Perdre ses cheveux est une chose tout à fait normale. Ce qui est moins naturel, c’est d’en perdre plus qu’il n’en pousse, ce, pour différentes raisons :
- fatigue, anémies ou carences auxquelles il faudra faire face en prenant soin de son hygiène de vie et de son alimentation,
- caractère héréditaire contre lequel il faudra lutter en apportant à l’organisme les facteurs biologiques essentiels pour stimuler la repousse des cheveux,
- bouleversements hormonaux, comme, par exemple, chez la femme après une grossesse.

 

Cheveux gras ou séborrhée

À la base de chaque cheveu se trouve une toute petite glande sébacée qui sécrète un liquide huileux, le sébum, chargé à la fois de lubrifier le cheveu, de protéger sa gaine et d’assainir le cuir chevelu. Néanmoins, l’excès de sébum, appelé également séborrhée, rend les cheveux plats, les mèches épaisses et difficiles à coiffer. La séborrhée trouve par exemple ses origines dans le stress ou le surmenage. L’usage fréquent de shampooings irritants dessèche également le cuir chevelu et provoque une grande sécrétion de sébum. Une meilleure hygiène de vie privilégiant la relaxation et la détente, un régime alimentaire équilibré (peu gras, riche en fruits et légumes), ainsi que l’utilisation de lotions adaptées permettront à vos cheveux de retrouver santé et brillance.
 

Les pellicules

Les pellicules correspondent à de petits lambeaux de peau qui se détachent en permanence.

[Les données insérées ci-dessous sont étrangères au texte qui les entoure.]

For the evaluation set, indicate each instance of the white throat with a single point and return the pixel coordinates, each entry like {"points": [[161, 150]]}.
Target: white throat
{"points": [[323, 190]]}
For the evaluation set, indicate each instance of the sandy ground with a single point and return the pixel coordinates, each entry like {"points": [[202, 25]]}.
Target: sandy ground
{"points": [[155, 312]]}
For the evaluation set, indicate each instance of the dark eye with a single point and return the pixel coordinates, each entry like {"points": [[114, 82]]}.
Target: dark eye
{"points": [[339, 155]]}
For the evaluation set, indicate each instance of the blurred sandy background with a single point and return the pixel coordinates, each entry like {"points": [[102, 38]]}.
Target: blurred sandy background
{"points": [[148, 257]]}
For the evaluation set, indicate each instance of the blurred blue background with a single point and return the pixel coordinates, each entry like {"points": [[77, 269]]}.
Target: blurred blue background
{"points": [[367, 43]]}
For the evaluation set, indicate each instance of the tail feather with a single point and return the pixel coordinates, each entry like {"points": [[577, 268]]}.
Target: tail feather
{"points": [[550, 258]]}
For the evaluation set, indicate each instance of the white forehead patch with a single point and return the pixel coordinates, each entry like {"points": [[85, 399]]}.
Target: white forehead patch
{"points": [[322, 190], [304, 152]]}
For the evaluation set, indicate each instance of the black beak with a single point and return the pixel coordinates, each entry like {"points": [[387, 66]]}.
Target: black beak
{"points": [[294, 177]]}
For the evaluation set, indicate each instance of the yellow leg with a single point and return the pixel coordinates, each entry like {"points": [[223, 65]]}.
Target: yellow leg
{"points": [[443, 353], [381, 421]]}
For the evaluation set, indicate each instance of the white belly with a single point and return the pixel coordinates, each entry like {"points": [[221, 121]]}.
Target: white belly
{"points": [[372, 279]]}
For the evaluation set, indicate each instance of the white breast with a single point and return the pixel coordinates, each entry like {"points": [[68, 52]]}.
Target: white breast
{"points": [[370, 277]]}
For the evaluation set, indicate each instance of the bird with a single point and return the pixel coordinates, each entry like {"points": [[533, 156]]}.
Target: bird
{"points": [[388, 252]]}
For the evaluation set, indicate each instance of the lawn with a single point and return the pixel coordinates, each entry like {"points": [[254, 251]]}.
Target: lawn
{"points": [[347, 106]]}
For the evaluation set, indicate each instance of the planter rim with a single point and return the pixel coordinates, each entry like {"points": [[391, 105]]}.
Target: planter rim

Elles se forment généralement à la suite de la prolifération de micro-organismes (bactéries, champignons, levures…) qui se développent sur un cuir chevelu en mauvais état sanitaire et se nourrissent du sébum en excès. Pellicules et séborrhée sont donc très liées et il convient de lutter de la même façon contre ces deux problèmes.
 

Cheveux sensibilisés ou ternes

Le cheveu pousse par sa racine au rythme moyen d'un centimètre par mois. L'extrémité d'un cheveu de 30 cm aura donc 30 mois, soit deux ans et demi d'agressions pendant lesquels l'aspect de la cuticule aura bien changé ; on parlera alors de cheveu sensibilisé. En observant un cheveu dans sa longueur, depuis sa racine jusqu'à son extrémité, on voit en quelque sorte le travail du temps.

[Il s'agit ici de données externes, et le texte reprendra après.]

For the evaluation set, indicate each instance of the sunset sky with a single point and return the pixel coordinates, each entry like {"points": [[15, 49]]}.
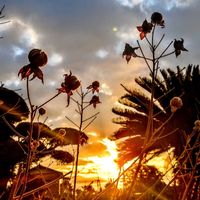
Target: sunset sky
{"points": [[88, 37]]}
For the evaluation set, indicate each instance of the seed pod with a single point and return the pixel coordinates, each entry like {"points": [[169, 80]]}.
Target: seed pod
{"points": [[37, 57]]}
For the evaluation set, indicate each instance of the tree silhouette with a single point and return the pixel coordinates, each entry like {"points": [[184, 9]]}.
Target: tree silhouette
{"points": [[14, 133], [177, 132]]}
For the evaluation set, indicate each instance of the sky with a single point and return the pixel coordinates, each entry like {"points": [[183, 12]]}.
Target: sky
{"points": [[88, 37]]}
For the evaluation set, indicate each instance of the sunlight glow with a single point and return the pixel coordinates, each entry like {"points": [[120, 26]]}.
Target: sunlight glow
{"points": [[55, 59], [106, 165]]}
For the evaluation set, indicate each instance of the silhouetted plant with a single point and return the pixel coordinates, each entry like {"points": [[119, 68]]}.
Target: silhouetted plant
{"points": [[161, 121]]}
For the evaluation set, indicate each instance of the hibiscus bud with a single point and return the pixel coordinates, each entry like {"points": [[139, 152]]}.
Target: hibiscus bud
{"points": [[42, 111], [175, 103], [37, 57], [197, 125], [34, 145], [95, 100], [157, 18]]}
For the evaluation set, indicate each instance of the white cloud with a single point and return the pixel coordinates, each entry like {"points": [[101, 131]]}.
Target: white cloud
{"points": [[105, 89], [127, 34], [165, 4], [101, 53], [55, 59], [28, 36], [17, 51]]}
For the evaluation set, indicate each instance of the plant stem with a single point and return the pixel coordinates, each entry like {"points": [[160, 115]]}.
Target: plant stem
{"points": [[78, 145], [29, 156]]}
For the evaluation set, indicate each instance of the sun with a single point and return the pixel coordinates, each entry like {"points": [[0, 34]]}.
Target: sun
{"points": [[106, 166]]}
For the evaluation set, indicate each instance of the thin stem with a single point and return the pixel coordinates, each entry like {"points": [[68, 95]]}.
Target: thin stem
{"points": [[161, 55], [49, 100], [78, 145], [144, 56], [72, 122], [159, 41], [90, 117], [29, 156], [148, 42], [89, 123]]}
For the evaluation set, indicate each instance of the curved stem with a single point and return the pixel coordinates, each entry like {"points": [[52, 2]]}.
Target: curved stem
{"points": [[49, 100], [78, 145]]}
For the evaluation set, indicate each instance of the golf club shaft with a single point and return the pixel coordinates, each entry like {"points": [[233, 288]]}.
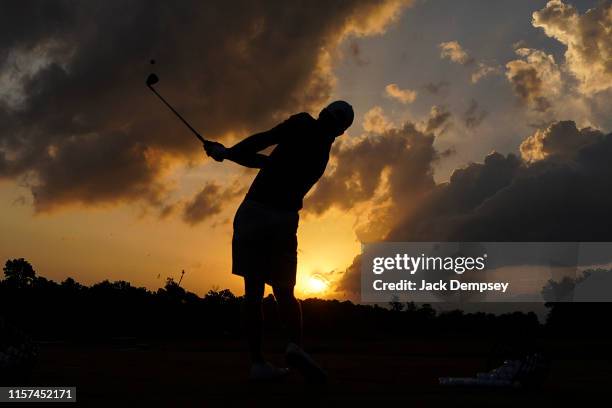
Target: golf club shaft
{"points": [[204, 141]]}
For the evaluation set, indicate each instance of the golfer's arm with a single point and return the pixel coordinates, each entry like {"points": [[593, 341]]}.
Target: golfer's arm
{"points": [[246, 152], [254, 161]]}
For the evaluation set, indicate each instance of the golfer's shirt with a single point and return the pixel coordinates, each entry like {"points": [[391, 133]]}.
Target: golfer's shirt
{"points": [[294, 166]]}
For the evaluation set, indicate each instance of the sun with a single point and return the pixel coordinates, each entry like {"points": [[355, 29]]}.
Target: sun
{"points": [[316, 284]]}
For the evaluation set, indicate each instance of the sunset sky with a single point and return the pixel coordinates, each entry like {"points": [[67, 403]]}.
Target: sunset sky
{"points": [[475, 120]]}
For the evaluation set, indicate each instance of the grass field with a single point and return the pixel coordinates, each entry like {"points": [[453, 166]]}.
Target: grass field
{"points": [[128, 373]]}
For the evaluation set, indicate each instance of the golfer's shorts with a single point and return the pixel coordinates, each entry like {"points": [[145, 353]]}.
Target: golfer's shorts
{"points": [[264, 244]]}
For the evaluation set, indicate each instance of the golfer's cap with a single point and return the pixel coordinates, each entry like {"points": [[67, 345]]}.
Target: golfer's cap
{"points": [[342, 111]]}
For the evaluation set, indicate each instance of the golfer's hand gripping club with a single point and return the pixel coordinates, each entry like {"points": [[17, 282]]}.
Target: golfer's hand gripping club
{"points": [[215, 150]]}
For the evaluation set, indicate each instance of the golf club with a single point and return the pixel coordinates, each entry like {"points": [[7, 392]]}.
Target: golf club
{"points": [[152, 79]]}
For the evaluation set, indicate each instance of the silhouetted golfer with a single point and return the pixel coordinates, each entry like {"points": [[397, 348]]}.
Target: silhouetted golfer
{"points": [[264, 245]]}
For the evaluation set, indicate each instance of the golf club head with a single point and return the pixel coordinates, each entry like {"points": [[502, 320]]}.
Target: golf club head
{"points": [[152, 79]]}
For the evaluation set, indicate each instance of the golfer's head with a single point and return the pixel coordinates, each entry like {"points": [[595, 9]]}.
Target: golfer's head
{"points": [[337, 116]]}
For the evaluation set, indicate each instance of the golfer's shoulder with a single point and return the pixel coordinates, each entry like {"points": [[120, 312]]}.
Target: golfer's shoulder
{"points": [[302, 119]]}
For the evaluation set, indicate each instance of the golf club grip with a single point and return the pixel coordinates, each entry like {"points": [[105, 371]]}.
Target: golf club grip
{"points": [[204, 141]]}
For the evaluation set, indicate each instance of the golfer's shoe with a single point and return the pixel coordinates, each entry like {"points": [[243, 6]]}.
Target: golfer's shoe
{"points": [[509, 371], [267, 372], [301, 361]]}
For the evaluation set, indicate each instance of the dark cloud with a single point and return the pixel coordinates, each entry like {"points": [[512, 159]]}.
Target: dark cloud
{"points": [[438, 119], [505, 199], [356, 54], [76, 119], [536, 78], [473, 116], [406, 153], [558, 141], [208, 202], [587, 38], [436, 88], [528, 86], [564, 196]]}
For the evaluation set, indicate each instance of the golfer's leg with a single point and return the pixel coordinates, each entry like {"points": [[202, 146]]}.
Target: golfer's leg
{"points": [[253, 315], [290, 312]]}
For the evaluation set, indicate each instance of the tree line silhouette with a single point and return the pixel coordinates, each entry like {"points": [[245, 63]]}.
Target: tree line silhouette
{"points": [[48, 310]]}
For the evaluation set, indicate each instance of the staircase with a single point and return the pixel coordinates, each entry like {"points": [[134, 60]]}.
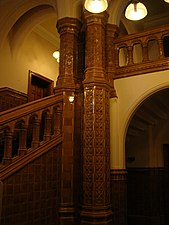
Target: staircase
{"points": [[30, 148]]}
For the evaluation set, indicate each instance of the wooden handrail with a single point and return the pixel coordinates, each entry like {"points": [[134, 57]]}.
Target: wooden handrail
{"points": [[28, 108], [29, 126]]}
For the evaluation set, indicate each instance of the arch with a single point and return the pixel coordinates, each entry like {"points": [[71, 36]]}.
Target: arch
{"points": [[138, 102]]}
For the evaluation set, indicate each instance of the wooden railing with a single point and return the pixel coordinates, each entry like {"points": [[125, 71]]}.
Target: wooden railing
{"points": [[142, 52], [29, 126]]}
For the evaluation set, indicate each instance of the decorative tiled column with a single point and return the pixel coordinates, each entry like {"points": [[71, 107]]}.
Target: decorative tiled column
{"points": [[118, 174], [96, 149], [112, 32], [68, 29]]}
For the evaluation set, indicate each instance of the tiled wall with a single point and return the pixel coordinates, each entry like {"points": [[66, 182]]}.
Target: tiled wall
{"points": [[146, 196], [31, 195]]}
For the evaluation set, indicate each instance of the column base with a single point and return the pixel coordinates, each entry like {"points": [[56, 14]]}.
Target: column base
{"points": [[67, 215], [95, 216]]}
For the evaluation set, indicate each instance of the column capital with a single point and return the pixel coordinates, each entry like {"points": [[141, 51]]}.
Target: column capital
{"points": [[95, 18], [112, 30], [68, 29], [68, 25]]}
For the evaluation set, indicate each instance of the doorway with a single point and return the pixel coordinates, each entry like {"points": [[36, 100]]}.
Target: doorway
{"points": [[39, 86]]}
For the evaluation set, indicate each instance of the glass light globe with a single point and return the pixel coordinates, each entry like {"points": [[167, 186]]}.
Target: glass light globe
{"points": [[135, 11], [96, 6]]}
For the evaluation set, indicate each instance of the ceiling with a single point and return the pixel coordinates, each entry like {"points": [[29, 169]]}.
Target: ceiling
{"points": [[156, 107]]}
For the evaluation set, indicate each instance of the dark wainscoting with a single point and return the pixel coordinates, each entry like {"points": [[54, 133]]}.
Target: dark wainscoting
{"points": [[119, 196], [10, 98], [147, 201]]}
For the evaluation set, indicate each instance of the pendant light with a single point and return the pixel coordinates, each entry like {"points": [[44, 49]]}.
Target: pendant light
{"points": [[135, 10], [96, 6]]}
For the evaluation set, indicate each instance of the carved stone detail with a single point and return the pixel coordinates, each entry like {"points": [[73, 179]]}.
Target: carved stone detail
{"points": [[68, 29]]}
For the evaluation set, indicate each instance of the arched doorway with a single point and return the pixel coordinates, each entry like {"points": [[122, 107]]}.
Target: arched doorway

Aux abords de cette racine, les écailles toutes neuves sont bien lisses et régulières, impeccablement jointes comme les ardoises d'une toiture. Plus on s'éloigne du cuir chevelu, plus elles apparaissent érodées. Elles présentent d'abord des rayures et leurs bordures se déchiquettent. Ensuite, elles se soulèvent et se disjoignent. Certaines écailles disparaissent et, à l'extrémité du cheveu, elles peuvent être partiellement ou totalement absentes : le corps du cheveu est mis à nu. Or, la brillance toute particulière du cheveu tient en grande partie au jeu de la lumière sur sa surface lisse et régulière, un jeu encore accentué par sa forme plus ou moins cylindrique. L'usure des écailles compromet l'homogénéité de cette surface et de cette forme. La réflexion de la lumière s'en trouve altérée et le cheveu devient terne.

Par ailleurs, le toucher étant un sens très développé, nous percevons, sans le savoir vraiment, l'état de ces fines écailles. Si elles sont en bon état, la chevelure nous semble douce. Des écailles abîmées la rendent rêche.